Mais, il est aussi nécessaire que plus de moyens soient donnés aux villes
populaires pour offrir à leurs habitants les mêmes chances qu’aux autres. La
République doit être au service de tous.
C’est dans cet esprit que j’ai soumis à l’Assemblée nationale une proposition de
loi inscrivant dans le code pénal la discrimination territoriale. Je souhaite que
cette proposition soit discutée.

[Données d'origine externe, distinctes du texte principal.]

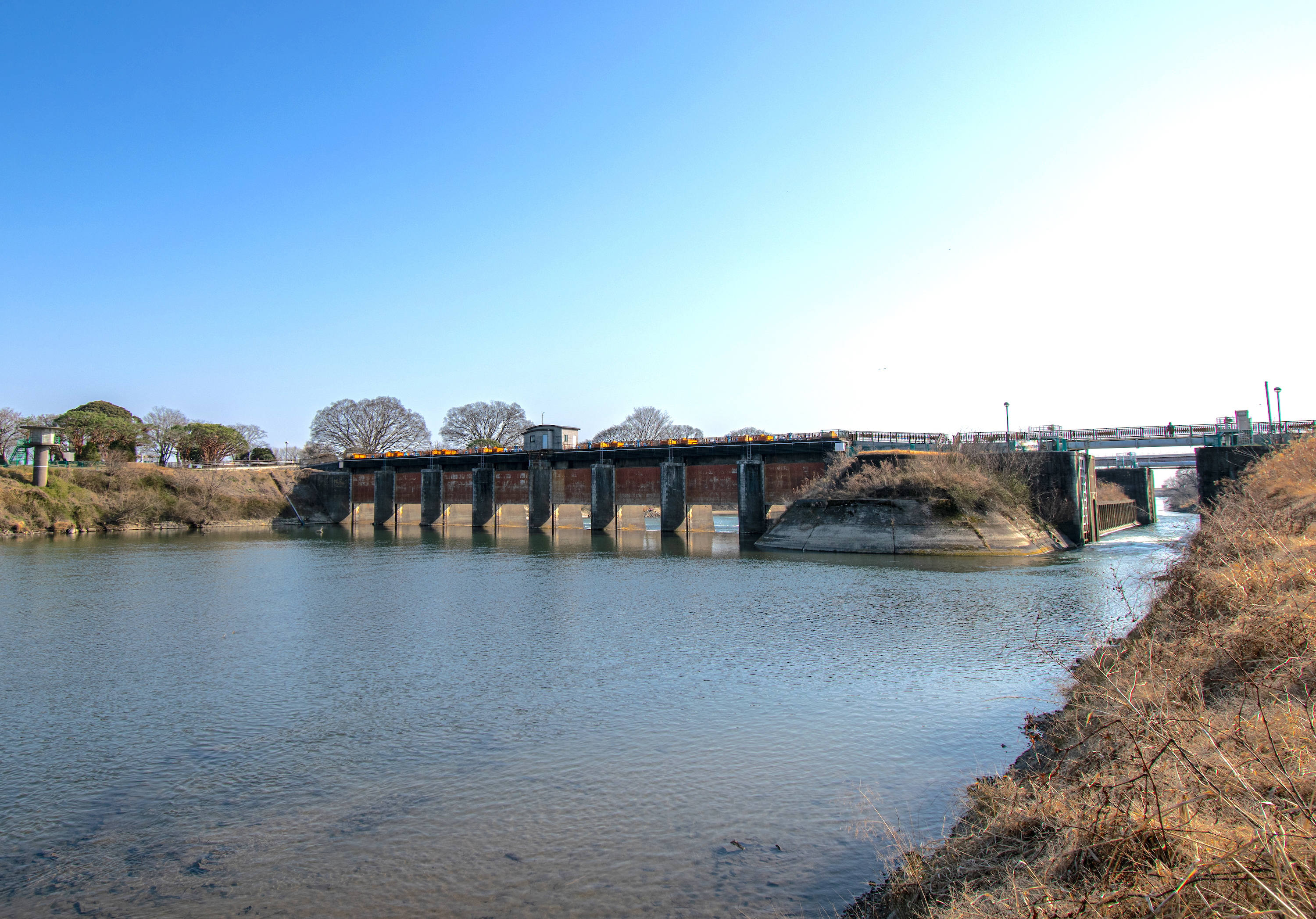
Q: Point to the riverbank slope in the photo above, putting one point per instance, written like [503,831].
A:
[1180,779]
[139,495]
[907,503]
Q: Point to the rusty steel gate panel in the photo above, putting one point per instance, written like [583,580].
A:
[572,486]
[782,480]
[512,488]
[362,488]
[639,485]
[407,488]
[711,485]
[457,488]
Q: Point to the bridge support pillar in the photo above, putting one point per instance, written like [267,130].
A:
[1137,485]
[335,494]
[482,497]
[431,497]
[603,495]
[672,492]
[753,511]
[541,498]
[385,506]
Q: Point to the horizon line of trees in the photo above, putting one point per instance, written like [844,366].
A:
[102,431]
[383,424]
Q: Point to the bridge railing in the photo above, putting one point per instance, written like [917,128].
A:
[901,438]
[1151,432]
[618,444]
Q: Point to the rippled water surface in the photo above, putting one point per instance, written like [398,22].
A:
[325,723]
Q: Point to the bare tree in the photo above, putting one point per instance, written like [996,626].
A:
[370,426]
[1182,490]
[495,422]
[10,420]
[253,434]
[648,423]
[164,431]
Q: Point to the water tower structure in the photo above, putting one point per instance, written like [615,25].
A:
[41,439]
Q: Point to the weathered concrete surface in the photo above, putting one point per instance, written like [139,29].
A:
[431,497]
[1137,485]
[699,519]
[457,515]
[749,486]
[541,498]
[603,494]
[568,517]
[907,526]
[482,497]
[673,494]
[324,497]
[632,517]
[512,515]
[1220,465]
[383,497]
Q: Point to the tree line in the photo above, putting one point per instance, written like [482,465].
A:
[102,431]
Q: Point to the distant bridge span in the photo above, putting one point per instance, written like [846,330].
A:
[1226,432]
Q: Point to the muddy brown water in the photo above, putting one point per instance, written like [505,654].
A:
[324,723]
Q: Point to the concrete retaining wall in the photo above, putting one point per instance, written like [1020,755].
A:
[1220,465]
[907,526]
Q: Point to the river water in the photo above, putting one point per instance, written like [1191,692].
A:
[324,723]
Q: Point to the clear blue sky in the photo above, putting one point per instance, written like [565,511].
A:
[786,215]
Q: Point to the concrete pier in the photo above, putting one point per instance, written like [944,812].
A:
[385,506]
[40,465]
[43,440]
[1137,485]
[482,497]
[603,495]
[332,492]
[541,498]
[431,497]
[673,492]
[1218,467]
[753,509]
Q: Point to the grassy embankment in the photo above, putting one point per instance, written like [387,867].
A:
[955,482]
[139,495]
[1180,779]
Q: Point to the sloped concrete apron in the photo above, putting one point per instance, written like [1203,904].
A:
[907,526]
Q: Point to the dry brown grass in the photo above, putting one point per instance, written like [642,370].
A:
[1181,776]
[1109,492]
[139,494]
[972,482]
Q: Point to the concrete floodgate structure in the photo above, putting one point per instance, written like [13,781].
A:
[552,489]
[1064,493]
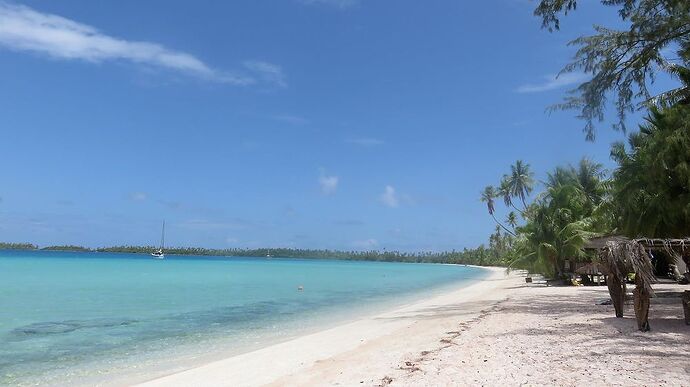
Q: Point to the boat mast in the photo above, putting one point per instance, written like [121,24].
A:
[163,236]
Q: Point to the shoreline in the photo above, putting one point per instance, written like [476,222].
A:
[375,336]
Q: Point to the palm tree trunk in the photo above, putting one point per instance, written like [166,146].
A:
[522,212]
[502,226]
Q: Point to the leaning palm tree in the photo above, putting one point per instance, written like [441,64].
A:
[520,181]
[488,196]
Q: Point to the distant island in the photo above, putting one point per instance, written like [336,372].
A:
[480,256]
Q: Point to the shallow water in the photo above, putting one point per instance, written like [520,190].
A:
[67,318]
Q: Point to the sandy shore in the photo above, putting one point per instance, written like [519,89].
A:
[498,331]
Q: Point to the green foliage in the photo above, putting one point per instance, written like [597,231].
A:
[652,183]
[17,246]
[480,256]
[625,62]
[65,248]
[558,223]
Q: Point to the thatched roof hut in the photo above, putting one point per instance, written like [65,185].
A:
[593,268]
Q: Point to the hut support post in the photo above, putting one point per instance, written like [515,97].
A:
[641,304]
[617,293]
[686,306]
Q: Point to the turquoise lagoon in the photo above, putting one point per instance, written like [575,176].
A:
[81,318]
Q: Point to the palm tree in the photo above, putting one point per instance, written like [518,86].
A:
[511,219]
[651,183]
[591,178]
[520,181]
[488,196]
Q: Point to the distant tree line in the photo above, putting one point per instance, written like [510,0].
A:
[481,256]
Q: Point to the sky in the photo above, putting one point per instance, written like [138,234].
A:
[341,124]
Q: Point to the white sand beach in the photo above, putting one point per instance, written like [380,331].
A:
[498,331]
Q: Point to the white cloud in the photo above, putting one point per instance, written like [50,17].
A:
[364,141]
[366,244]
[138,196]
[552,82]
[334,3]
[24,29]
[389,197]
[290,119]
[268,72]
[329,184]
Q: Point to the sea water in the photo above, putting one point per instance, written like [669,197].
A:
[81,318]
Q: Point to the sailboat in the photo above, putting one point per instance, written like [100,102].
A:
[158,254]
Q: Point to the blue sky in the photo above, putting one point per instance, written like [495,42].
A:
[315,123]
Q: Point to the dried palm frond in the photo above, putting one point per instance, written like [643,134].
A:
[630,256]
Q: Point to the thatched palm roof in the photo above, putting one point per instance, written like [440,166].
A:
[593,268]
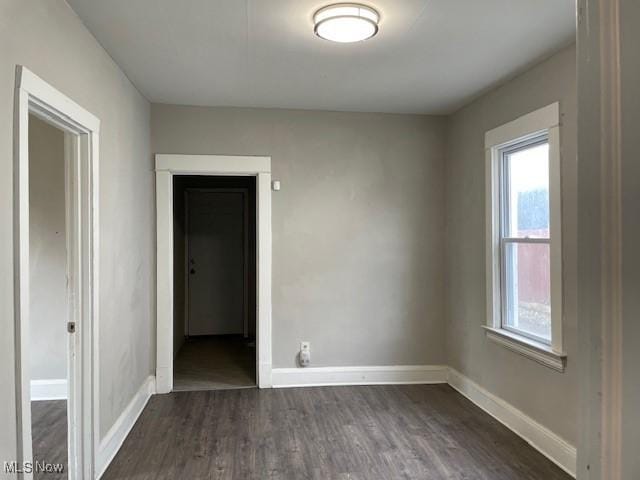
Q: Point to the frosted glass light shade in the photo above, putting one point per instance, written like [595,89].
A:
[346,22]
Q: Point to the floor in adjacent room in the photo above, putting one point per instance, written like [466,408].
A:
[49,435]
[214,363]
[361,432]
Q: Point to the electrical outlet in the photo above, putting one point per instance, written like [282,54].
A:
[304,357]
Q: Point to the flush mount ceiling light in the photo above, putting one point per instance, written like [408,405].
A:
[346,22]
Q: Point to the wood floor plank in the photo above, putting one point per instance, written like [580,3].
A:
[426,432]
[49,436]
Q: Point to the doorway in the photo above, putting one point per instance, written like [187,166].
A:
[214,282]
[48,300]
[55,208]
[169,166]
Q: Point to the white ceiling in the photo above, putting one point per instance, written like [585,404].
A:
[430,56]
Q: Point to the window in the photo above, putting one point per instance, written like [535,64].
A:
[524,275]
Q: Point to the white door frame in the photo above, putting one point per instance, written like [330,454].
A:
[168,165]
[33,95]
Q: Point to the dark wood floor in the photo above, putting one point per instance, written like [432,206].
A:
[366,432]
[215,362]
[49,435]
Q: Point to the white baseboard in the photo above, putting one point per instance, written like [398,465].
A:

Cette discrimination doit être punie au même titre
que les 18 autres inscrites dans la loi.
C’est aussi ce qui m’a amené, avec d’autres, à lancer l’Académie des banlieues.
Cette association, composée de collectivités territoriales, se fixe pour objectif de
changer les idées reçues sur la banlieue. Elle constitue un lieu de recherches, de
réflexion, de propositions et d’actions destinées à comprendre et à combattre les
mécanismes de stigmatisation des banlieues populaires et de leurs habitants. Je
remercie les nombreux Tremblaysiens qui l’ont soutenue en juin dernier en
participant à son initiative de remise d’un prix de la manipulation à TF1.
Les cadres, les ingénieurs, les techniciens qui travaillent sur la plate-forme
aéroportuaire doivent pouvoir devenir des citoyens de nos villes. Cela suppose
de poursuivre l’aménagement de ces villes dans tous les domaines : loisirs,
cultures, transports, éducation, espaces de détente.
Il ne me reste plus qu’à vous renouveler tous mes vœux pour cette année 2011,
en souhaitant que vos souhaits les plus chers trouvent leur aboutissement.
J’espère pour chacun d’entre vous, mais aussi pour nous tous collectivement,
que l’année qui s’ouvre voit enfin l’avancée significative de nos projets.